Light Returns, Letting Go
This week I gave notice to my team the same day Unilever announced spinning off the Ice Cream Business and planning to lay off 7,500 employees in the next two years. Also it was the first day of Spring. A day we’re moving from darkness towards increasing daylight.
Sunrise on the snow covered hayfields.
I told my Dad I was leaving Unilever and he asked me why and then didn’t want to talk to me anymore. This isn’t unusual for him. He usually calls me on FaceTime a few times each week, asks me the same three or four questions:
How’s Unilever treating you?
Whacha having for supper?
Where’s Stefan?
How are the puppy dogs?
Then he tells me what he ate for supper.
“Grilled cheese with a slice of tomato.”
Or, “Mac and Cheese with a side of coleslaw.”
Or, “A cheese burger with a slice of tomato and a side salad.”
I have no idea if my Dad actually eats any of this, or if he’s telling me what he thinks I want to hear. My Dad has dementia and recently, a broken CPAP machine that’s being reordered and circling around a request queue I can only imagine will take additional weeks to appear in the mail one day. I’ve been impressed with his ability to call and run down the list of questions, understanding he wakes up 85 times an hour. That’s how poorly he sleeps without a sleep machine.

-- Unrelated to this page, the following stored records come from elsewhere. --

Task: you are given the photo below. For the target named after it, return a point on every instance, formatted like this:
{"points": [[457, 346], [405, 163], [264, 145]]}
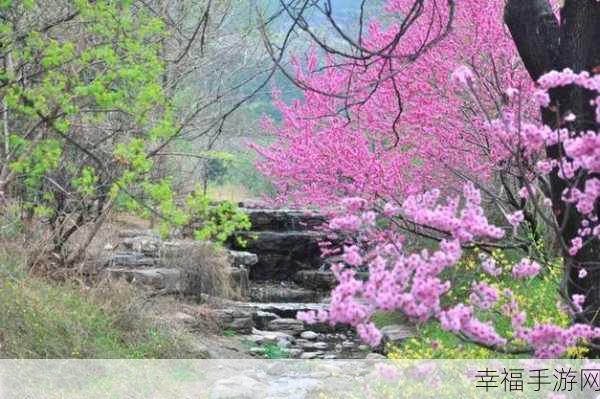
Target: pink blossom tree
{"points": [[395, 135]]}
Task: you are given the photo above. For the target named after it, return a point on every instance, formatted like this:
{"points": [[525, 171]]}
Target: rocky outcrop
{"points": [[175, 266], [281, 254], [279, 272]]}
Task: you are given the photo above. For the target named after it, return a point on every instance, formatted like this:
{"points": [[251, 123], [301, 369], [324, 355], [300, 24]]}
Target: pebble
{"points": [[321, 345], [309, 335], [347, 344]]}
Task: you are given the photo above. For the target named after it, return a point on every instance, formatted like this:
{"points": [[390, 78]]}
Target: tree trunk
{"points": [[544, 44]]}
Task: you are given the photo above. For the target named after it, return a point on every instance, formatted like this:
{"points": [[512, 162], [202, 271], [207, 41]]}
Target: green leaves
{"points": [[218, 221]]}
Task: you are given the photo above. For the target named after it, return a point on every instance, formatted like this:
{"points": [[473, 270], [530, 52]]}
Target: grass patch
{"points": [[45, 319]]}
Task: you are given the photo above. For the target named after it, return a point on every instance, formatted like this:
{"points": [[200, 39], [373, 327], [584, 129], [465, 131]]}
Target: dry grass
{"points": [[204, 267]]}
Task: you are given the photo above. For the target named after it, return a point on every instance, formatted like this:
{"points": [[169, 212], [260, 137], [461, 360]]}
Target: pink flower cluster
{"points": [[483, 296], [526, 268]]}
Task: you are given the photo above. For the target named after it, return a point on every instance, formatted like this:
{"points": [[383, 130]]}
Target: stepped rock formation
{"points": [[277, 274]]}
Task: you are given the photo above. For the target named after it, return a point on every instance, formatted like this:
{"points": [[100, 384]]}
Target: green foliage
{"points": [[218, 222], [83, 130]]}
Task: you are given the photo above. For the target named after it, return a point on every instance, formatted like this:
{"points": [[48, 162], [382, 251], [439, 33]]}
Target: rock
{"points": [[238, 387], [294, 352], [284, 219], [165, 280], [234, 319], [315, 279], [242, 258], [138, 233], [256, 339], [396, 333], [375, 356], [309, 335], [257, 351], [185, 318], [241, 325], [148, 245], [309, 355], [272, 337], [198, 350], [240, 280], [285, 310], [321, 345], [281, 254], [262, 319], [347, 344], [132, 259], [279, 293], [315, 345], [288, 326]]}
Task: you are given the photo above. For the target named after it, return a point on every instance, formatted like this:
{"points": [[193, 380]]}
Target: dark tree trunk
{"points": [[546, 44]]}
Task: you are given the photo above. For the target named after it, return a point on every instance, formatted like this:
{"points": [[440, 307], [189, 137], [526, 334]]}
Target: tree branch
{"points": [[536, 32]]}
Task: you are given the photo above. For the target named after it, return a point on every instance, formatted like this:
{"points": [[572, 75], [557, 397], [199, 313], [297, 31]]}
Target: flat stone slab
{"points": [[278, 293], [285, 310], [283, 219], [167, 280], [242, 258], [132, 259], [315, 279], [287, 326]]}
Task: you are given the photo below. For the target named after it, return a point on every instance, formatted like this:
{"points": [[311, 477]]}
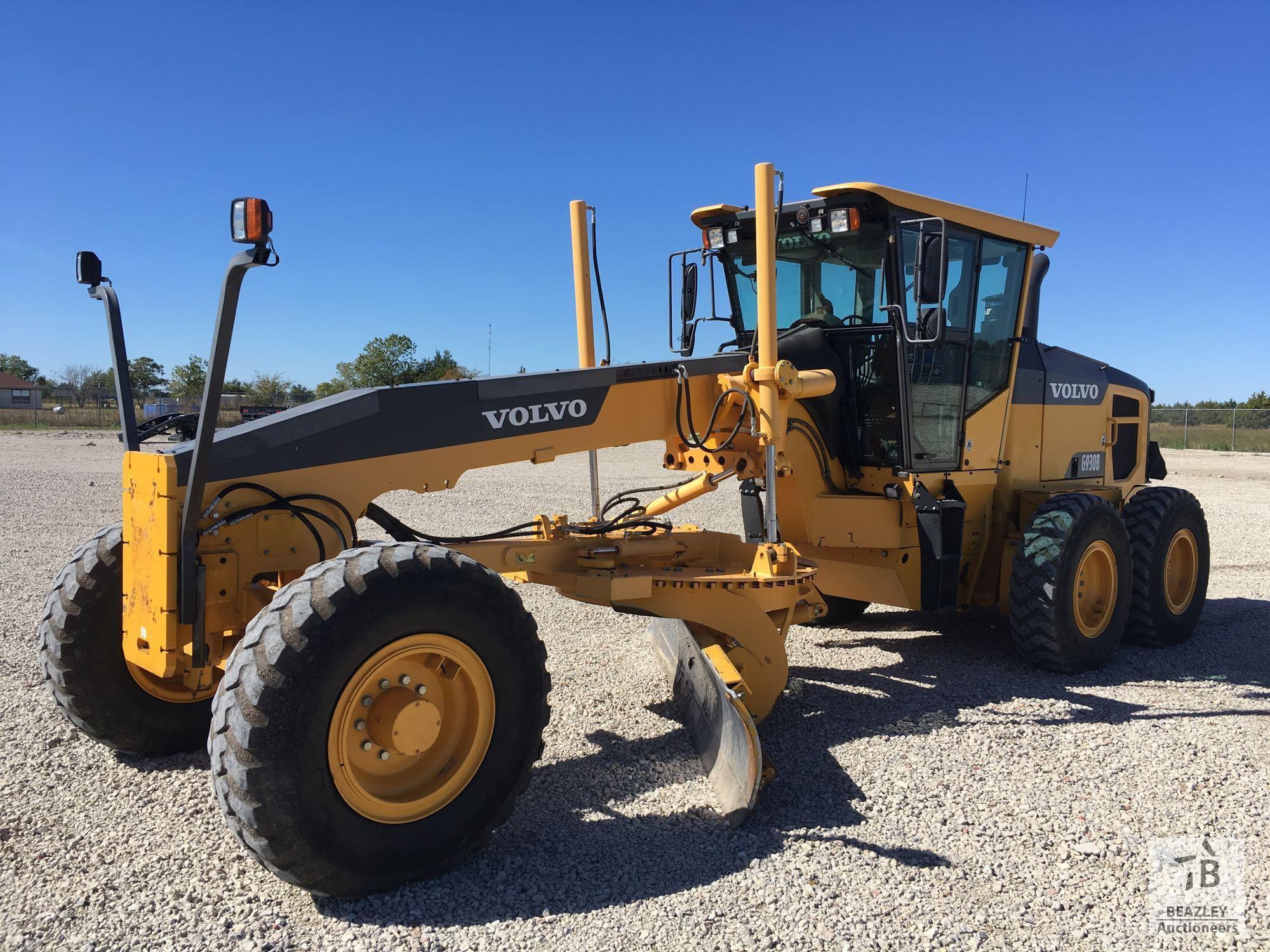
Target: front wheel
{"points": [[1170, 565], [92, 684], [380, 719]]}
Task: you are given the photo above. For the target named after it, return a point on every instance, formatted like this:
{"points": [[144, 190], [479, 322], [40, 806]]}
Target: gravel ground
{"points": [[934, 791]]}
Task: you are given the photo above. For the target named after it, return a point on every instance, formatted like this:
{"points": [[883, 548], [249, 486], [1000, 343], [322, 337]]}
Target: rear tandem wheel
{"points": [[379, 719], [1071, 585]]}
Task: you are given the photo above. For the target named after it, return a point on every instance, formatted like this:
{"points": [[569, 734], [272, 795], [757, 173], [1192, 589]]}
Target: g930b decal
{"points": [[1086, 466]]}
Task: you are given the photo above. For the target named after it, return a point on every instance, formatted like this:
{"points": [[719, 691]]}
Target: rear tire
{"points": [[82, 657], [1059, 623], [841, 611], [286, 691], [1169, 536]]}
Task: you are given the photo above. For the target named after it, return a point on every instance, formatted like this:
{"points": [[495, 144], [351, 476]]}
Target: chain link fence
{"points": [[1219, 428], [96, 408]]}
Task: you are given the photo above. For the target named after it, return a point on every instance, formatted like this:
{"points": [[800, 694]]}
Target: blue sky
{"points": [[421, 158]]}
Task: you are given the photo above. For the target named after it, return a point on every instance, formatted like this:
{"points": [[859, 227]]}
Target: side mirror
{"points": [[930, 281], [930, 268], [88, 268], [689, 294]]}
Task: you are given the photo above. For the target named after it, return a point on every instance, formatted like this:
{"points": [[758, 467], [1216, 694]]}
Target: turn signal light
{"points": [[845, 220], [251, 221]]}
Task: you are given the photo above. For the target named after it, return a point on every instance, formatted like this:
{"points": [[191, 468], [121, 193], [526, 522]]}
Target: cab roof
{"points": [[957, 214]]}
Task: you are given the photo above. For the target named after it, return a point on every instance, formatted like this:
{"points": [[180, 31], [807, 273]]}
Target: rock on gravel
{"points": [[934, 791]]}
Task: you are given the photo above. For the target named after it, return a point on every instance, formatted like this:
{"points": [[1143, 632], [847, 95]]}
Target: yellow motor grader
{"points": [[892, 427]]}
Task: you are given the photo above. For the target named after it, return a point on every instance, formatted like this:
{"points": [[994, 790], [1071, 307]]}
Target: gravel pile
{"points": [[934, 790]]}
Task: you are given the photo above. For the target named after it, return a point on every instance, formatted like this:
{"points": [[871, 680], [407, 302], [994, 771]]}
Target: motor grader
{"points": [[892, 427]]}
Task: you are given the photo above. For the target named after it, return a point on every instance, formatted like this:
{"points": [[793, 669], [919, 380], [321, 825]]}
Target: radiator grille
{"points": [[1125, 407], [1125, 454]]}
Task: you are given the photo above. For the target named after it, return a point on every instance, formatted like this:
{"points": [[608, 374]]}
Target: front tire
{"points": [[1070, 587], [82, 657], [1170, 565], [335, 663]]}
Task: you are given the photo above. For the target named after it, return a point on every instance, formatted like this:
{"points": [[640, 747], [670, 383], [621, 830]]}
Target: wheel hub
{"points": [[1182, 572], [1095, 590], [404, 723], [411, 728]]}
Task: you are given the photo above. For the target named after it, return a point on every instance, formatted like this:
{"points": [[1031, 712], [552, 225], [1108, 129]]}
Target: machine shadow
{"points": [[568, 850]]}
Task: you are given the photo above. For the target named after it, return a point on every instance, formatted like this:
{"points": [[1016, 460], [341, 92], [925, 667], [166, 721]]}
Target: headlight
{"points": [[251, 221]]}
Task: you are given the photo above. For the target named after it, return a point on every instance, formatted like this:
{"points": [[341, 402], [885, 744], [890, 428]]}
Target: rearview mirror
{"points": [[689, 294], [930, 268], [88, 268]]}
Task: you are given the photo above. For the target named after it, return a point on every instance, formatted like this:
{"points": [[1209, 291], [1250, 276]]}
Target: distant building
{"points": [[18, 394]]}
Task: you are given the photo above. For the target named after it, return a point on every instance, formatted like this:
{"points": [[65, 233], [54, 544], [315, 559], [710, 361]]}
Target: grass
{"points": [[1207, 436]]}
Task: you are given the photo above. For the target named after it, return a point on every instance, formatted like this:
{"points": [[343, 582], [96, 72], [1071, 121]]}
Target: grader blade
{"points": [[717, 720]]}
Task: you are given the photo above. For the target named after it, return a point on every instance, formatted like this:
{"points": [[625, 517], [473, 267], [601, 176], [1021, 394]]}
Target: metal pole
{"points": [[586, 322], [769, 400], [120, 360], [187, 593]]}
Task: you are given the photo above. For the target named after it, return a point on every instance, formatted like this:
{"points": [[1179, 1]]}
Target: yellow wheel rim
{"points": [[411, 728], [171, 690], [1182, 572], [1095, 590]]}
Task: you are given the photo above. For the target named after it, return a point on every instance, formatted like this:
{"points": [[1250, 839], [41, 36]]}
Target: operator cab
{"points": [[879, 286]]}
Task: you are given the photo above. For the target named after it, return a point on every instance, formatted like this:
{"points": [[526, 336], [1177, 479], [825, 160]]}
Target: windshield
{"points": [[830, 277]]}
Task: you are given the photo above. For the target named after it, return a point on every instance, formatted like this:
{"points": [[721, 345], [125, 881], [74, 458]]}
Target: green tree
{"points": [[147, 374], [444, 366], [82, 380], [384, 362], [189, 379], [270, 389], [1258, 402], [389, 362], [15, 365], [144, 373]]}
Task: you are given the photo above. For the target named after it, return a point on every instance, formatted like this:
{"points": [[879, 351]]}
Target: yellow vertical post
{"points": [[769, 398], [582, 285], [586, 323], [765, 242]]}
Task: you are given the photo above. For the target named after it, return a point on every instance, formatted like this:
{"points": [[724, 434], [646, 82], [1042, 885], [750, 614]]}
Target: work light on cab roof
{"points": [[251, 221]]}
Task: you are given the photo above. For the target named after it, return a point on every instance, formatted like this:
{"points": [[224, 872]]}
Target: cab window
{"points": [[1001, 277]]}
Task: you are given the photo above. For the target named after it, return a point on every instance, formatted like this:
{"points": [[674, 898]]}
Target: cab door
{"points": [[938, 375]]}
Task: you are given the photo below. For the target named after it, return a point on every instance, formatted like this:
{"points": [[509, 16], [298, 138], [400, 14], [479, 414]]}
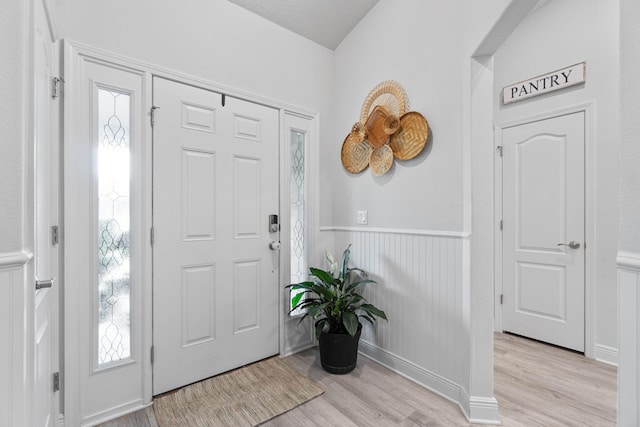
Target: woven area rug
{"points": [[247, 396]]}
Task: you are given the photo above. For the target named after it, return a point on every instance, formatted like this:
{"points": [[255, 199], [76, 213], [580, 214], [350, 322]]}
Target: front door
{"points": [[46, 310], [215, 184], [544, 226]]}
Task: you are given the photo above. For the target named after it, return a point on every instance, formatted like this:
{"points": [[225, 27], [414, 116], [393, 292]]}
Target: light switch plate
{"points": [[363, 217]]}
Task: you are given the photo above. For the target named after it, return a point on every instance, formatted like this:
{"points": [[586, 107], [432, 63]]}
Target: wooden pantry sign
{"points": [[556, 80]]}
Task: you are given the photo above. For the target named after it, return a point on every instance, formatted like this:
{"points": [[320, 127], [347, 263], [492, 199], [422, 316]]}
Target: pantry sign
{"points": [[546, 83]]}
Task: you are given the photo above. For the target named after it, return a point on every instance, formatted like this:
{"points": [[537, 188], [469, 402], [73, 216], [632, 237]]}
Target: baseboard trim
{"points": [[606, 354], [480, 410], [115, 412]]}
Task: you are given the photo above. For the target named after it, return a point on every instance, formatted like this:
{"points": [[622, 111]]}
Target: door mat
{"points": [[247, 396]]}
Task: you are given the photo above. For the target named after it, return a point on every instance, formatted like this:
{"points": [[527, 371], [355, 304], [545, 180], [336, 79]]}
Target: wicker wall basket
{"points": [[381, 160], [385, 131], [356, 151], [412, 137]]}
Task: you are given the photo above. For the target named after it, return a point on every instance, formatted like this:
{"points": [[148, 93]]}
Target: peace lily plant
{"points": [[332, 298]]}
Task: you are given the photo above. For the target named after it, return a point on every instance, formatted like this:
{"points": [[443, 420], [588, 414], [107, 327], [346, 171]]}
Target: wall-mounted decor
{"points": [[386, 130], [555, 80]]}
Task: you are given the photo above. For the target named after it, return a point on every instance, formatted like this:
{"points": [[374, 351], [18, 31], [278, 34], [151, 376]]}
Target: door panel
{"points": [[543, 206], [215, 278]]}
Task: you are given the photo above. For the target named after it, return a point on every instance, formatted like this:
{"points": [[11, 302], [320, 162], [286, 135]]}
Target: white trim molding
{"points": [[606, 354], [628, 261], [408, 232], [15, 259], [628, 338]]}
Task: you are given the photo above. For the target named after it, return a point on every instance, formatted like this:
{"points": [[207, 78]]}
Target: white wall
{"points": [[210, 39], [426, 46], [417, 43], [559, 34], [629, 255], [13, 68], [16, 219]]}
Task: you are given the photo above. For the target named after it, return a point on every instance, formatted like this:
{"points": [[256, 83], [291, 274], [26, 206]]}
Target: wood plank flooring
{"points": [[535, 384]]}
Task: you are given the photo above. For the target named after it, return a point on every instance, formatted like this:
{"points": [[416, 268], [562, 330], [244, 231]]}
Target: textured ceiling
{"points": [[326, 22]]}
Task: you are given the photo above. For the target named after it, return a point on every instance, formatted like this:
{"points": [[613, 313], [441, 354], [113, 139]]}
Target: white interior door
{"points": [[215, 184], [543, 237], [46, 406]]}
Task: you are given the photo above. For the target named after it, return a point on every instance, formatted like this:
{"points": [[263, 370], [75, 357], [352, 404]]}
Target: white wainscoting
{"points": [[419, 275], [14, 375], [629, 338]]}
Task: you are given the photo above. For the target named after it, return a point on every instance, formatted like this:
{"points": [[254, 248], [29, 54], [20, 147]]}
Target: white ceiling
{"points": [[326, 22]]}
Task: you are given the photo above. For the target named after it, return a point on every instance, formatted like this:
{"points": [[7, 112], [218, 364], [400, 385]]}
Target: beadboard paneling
{"points": [[629, 337], [11, 327], [420, 288]]}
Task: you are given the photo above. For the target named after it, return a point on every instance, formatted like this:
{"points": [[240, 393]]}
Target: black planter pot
{"points": [[339, 352]]}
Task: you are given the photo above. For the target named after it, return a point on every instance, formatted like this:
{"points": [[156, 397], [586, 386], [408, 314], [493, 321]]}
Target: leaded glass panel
{"points": [[298, 213], [114, 217]]}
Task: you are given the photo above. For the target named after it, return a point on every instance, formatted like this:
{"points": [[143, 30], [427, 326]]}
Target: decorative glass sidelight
{"points": [[298, 213], [114, 219]]}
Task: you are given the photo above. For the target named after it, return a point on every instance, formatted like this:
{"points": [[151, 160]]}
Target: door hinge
{"points": [[56, 381], [56, 86], [153, 115], [55, 235]]}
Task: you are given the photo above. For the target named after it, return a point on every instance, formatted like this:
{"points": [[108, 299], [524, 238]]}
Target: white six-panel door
{"points": [[544, 227], [215, 183]]}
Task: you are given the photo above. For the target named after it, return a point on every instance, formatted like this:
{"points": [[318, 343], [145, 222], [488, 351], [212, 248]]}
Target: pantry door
{"points": [[215, 185], [544, 230]]}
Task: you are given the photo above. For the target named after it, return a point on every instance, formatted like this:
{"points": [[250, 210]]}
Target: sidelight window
{"points": [[298, 213], [114, 219]]}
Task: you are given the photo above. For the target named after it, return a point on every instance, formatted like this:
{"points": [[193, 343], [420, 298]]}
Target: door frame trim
{"points": [[588, 109]]}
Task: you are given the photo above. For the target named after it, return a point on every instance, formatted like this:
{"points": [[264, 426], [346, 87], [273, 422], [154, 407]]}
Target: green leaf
{"points": [[350, 322], [325, 277], [296, 300], [320, 326], [345, 262]]}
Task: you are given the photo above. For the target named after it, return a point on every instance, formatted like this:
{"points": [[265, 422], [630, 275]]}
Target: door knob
{"points": [[42, 284], [572, 244], [275, 246]]}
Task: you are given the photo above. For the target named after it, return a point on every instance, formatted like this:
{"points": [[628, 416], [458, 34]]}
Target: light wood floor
{"points": [[535, 384]]}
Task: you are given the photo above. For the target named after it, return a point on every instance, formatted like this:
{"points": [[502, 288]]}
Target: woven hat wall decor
{"points": [[386, 130]]}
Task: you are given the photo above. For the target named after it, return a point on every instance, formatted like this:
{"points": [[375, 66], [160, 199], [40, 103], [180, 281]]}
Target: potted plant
{"points": [[332, 298]]}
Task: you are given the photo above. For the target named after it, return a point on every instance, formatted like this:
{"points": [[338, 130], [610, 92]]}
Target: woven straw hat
{"points": [[388, 94], [409, 141]]}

When we spoke this week and he asked how Unilever was treating me I said, “Great. And I gave notice at work this week.”
“You did WHAT?!” He said.
“I gave notice at work.”
“Where are you going? Why did you do that?” He said.
I started to respond and he interrupted, as he often does when I’m answering his questions.
“All right kiddo. Nice talking to you. I gotta go. I just wanted to give you a call and see how you’re doing.”
“All right Dad. Thanks for calling. Have a good night. Love you.” I said.
“Right back at you, double.” He said.
The next day my brother Nick called me, after texting to see if I was ok. Apparently he spoke with my Dad who told him I quit my job. Nick said he was proud of me. He said, “Look. You’ll either figure out what you want to do next, or you’ll have to settle. You’re smart. You’ll figure it out.”
I am fortunate to have siblings who listen and take an interest in my life. Not everyone has that, and I get a lot of energy from them.
Emory Hall’s poem about Spring resonated with me this week. It was shared with me and I shared it with some folks.
https://emoryhall.com/blogs/news/muddied
As we continue down the path of Spring I am reminded of weeks this winter that felt like Spring. Warm, muddy, and no snow cover. The dogs spent a lot of time digging mud holes instead of hunting voles in the snow. Perhaps we had our last glimpse of snow on Saturday. We had about 7-10 inches and lots of wind moving it around. By Sunday it was melting in the sun.
Kepler and Bula have different opinions about snow. Kepler, the husky is all in. Bula, not so much.
Moving forward, adopting an expansive view. Appreciating the way nature moves, looping back and forth from winter to spring as we had towards warmth and light, away from darkness.